The End of Crypto Premium? Observing the Market Logic Shift from the Dilemma After Gemini's Listing
Author: Chloe, ChainCatcher
In the second half of 2025, the crypto industry experienced a wave of IPOs, with Bullish and Gemini successively entering the capital market, and their market values once soaring to tens of billions of dollars. The market generally believed that going public was a historic declaration for crypto exchanges to break free from wild growth and move towards the mainstream. However, just six months later, reality provided a completely different answer.
From the initial surge of over 83% on Bullish's first day of trading and Gemini attracting 20 times oversubscription, to the current stock price collapse, layoffs, and overwhelming compliance costs, this is not just a dilemma for one exchange but points to a more fundamental question: As the extralegal dividends of crypto assets gradually disappear, how much of an excess premium remains compared to traditional finance?

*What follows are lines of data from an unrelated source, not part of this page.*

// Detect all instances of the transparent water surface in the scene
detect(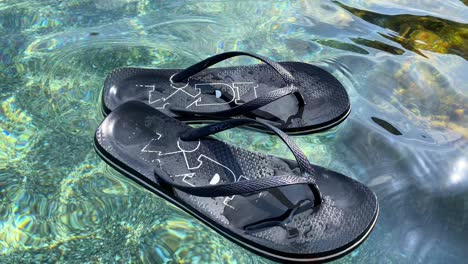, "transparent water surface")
[0,0,468,263]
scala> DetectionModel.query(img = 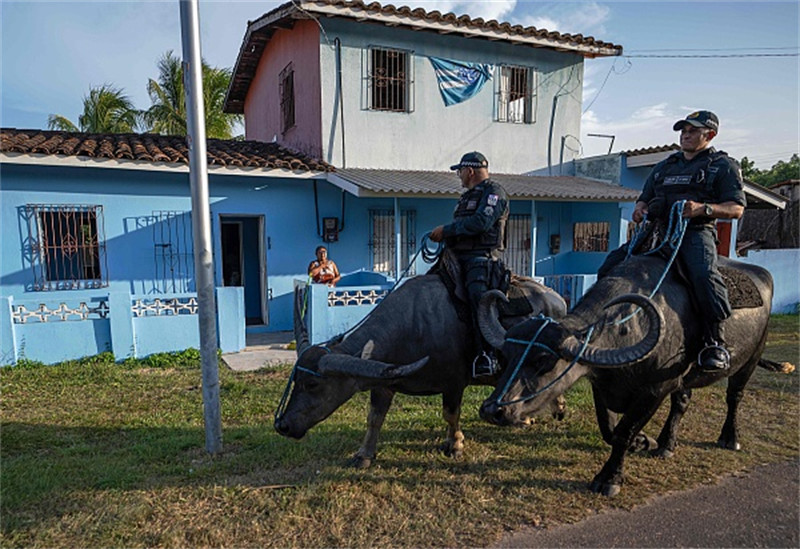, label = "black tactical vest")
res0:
[450,184,508,252]
[651,151,728,225]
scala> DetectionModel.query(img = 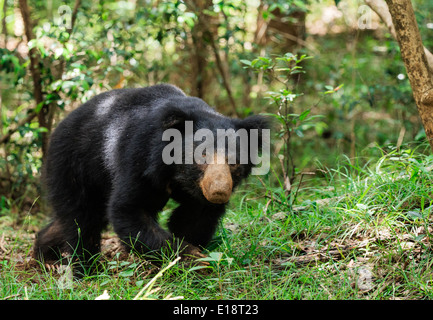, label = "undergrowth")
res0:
[0,144,433,300]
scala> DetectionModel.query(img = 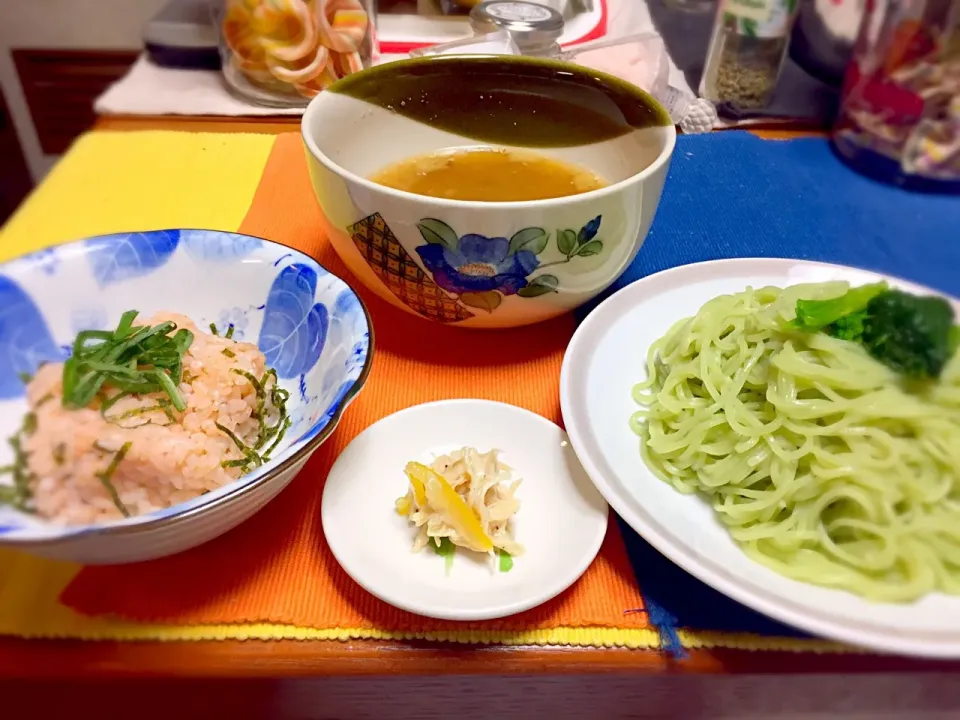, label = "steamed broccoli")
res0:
[790,283,960,380]
[792,282,887,334]
[860,290,953,379]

Can Gemini Hold On? Market Value Halved, Layoffs of 30%
On April 11, 2026, Bloomberg unveiled the reality that Gemini founders Tyler Winklevoss and Cameron Winklevoss least wanted to face. Gemini's stock price had plummeted from its issuance price of $28 to about $5, evaporating over 80% from its peak after going public; the company recently laid off 30% of its staff and exited multiple international markets, while three core executives—Chief Operating Officer, Chief Financial Officer, and Chief Legal Officer—also chose to part ways.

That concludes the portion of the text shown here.